In light of evolution, we can make sense of the most incredible phenomena such as the mere existence of humankind. Among the smallest organisms, however, are the ones that evolve most rapidly, such that the rate at which they evolve can be directly measured from nucleotide sequences sampled sequentially over time. Their evolutionary dynamics shed light not only on their own phylogenetic history, but also on the evolution and population dynamics of their hosts. Many factors influence and interact with the processes that shape the viral genome. This thesis focuses on the development of phylodynamic methods that unify the molecular evolution and host population dynamics of rapidly evolving pathogens. In the Bayesian Markov chain Monte Carlo framework Beast2, three approaches are developed that infer evolutionary and epidemiological dynamics from sequence data. First, the birth– death skyline model provides insight into epidemiological dynamics without specification of an epidemiological model for the host population.
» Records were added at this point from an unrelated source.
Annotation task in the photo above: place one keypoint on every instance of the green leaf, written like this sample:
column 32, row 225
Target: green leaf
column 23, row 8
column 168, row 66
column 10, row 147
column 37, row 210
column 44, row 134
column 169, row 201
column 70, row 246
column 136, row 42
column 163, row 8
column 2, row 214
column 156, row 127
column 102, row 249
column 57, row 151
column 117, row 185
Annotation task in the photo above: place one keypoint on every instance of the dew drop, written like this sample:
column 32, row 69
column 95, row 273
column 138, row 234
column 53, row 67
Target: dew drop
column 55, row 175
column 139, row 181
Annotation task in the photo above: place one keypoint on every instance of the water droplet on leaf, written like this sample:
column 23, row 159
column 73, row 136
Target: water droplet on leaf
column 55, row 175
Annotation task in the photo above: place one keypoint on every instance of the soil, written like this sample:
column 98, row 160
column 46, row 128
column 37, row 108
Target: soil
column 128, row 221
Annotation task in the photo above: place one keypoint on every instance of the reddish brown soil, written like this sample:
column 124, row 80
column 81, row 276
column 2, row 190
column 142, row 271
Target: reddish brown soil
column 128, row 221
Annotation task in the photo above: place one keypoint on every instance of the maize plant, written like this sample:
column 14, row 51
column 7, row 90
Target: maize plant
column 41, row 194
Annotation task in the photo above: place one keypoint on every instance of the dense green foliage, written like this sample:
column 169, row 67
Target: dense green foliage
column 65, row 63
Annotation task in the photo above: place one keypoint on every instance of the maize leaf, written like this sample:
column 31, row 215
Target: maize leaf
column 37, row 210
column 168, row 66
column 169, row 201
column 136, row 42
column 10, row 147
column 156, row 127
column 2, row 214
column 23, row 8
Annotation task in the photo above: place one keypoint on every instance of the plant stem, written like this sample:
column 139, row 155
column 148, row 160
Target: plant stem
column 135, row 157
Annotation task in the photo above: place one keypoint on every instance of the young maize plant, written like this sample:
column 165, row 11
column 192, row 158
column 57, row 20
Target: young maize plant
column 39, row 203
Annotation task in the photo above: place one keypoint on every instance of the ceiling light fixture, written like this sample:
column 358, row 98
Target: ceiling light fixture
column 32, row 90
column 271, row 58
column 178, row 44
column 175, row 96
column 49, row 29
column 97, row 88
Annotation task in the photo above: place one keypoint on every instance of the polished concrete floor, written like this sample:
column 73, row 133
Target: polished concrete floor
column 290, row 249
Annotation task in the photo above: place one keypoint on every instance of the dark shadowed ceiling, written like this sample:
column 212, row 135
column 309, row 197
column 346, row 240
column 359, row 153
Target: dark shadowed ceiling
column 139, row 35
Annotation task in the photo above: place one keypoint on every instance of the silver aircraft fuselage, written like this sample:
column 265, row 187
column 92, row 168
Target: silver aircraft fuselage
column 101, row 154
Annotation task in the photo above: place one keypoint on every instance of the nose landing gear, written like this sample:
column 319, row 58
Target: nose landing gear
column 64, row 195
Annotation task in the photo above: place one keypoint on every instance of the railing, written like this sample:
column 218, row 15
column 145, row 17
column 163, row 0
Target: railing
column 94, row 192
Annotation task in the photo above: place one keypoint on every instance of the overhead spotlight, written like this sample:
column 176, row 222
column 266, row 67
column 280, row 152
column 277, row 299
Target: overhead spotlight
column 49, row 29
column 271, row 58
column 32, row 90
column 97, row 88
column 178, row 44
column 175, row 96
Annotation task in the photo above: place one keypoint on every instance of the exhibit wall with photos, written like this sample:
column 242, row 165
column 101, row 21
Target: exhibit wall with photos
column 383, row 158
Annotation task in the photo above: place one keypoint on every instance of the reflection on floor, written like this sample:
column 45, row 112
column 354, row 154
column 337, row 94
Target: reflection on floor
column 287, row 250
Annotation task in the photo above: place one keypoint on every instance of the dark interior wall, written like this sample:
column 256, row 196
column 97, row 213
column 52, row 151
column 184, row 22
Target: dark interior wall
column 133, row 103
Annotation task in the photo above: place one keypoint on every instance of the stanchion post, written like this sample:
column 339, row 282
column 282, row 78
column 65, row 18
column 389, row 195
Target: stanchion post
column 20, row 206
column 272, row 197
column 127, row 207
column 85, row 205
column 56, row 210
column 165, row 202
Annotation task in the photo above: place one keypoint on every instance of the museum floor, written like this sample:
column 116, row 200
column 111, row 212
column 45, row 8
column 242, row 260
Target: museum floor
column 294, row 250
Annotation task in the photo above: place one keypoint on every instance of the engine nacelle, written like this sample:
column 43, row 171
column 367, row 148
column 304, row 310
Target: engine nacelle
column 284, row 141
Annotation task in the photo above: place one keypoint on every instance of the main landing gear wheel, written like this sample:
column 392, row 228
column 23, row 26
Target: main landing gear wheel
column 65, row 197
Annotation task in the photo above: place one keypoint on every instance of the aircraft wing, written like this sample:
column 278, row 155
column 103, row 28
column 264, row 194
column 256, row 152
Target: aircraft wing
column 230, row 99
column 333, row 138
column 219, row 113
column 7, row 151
Applied to an HIV epidemic sampled in the United Kingdom, the method indicates epidemic decline in the mid-1990s, which may be due to the introduction of highly active retroviral treatment. The analysis of the hepatitis C virus from Egypt supports the hypothesis that the Egyptian epidemic has been impelled, if not caused, by antischistosomal injection campaigns around 1920. Second, the birth–death SIR method employs the birth–death skyline likelihood to explicitly model the interaction between viral evolution and epidemiological host population dynamics. A compartmental SIR model of infection and recovery is incorporated in the phylogenetic inference and enables the reconstruction of incidence and prevalence. Phylodynamic analysis of five HIV clusters reflects the different stages at which each local epidemic was sampled. Third, the multi-type birth–death model incorporates the underlying population structure, such as geographic division, into phylogenetic analysis by allowing migration events between discrete locations. The analysis of a human influenza virus dataset from Australia and New Zealand demonstrates the applicability of this phylogeographic approach. Each of the approaches is based on stochastic birth–death–sampling processes. Through explicit modelling of the sampling process they provide a powerful basis for phylodynamic inference from contemporaneously and sequentially sampled sequence data.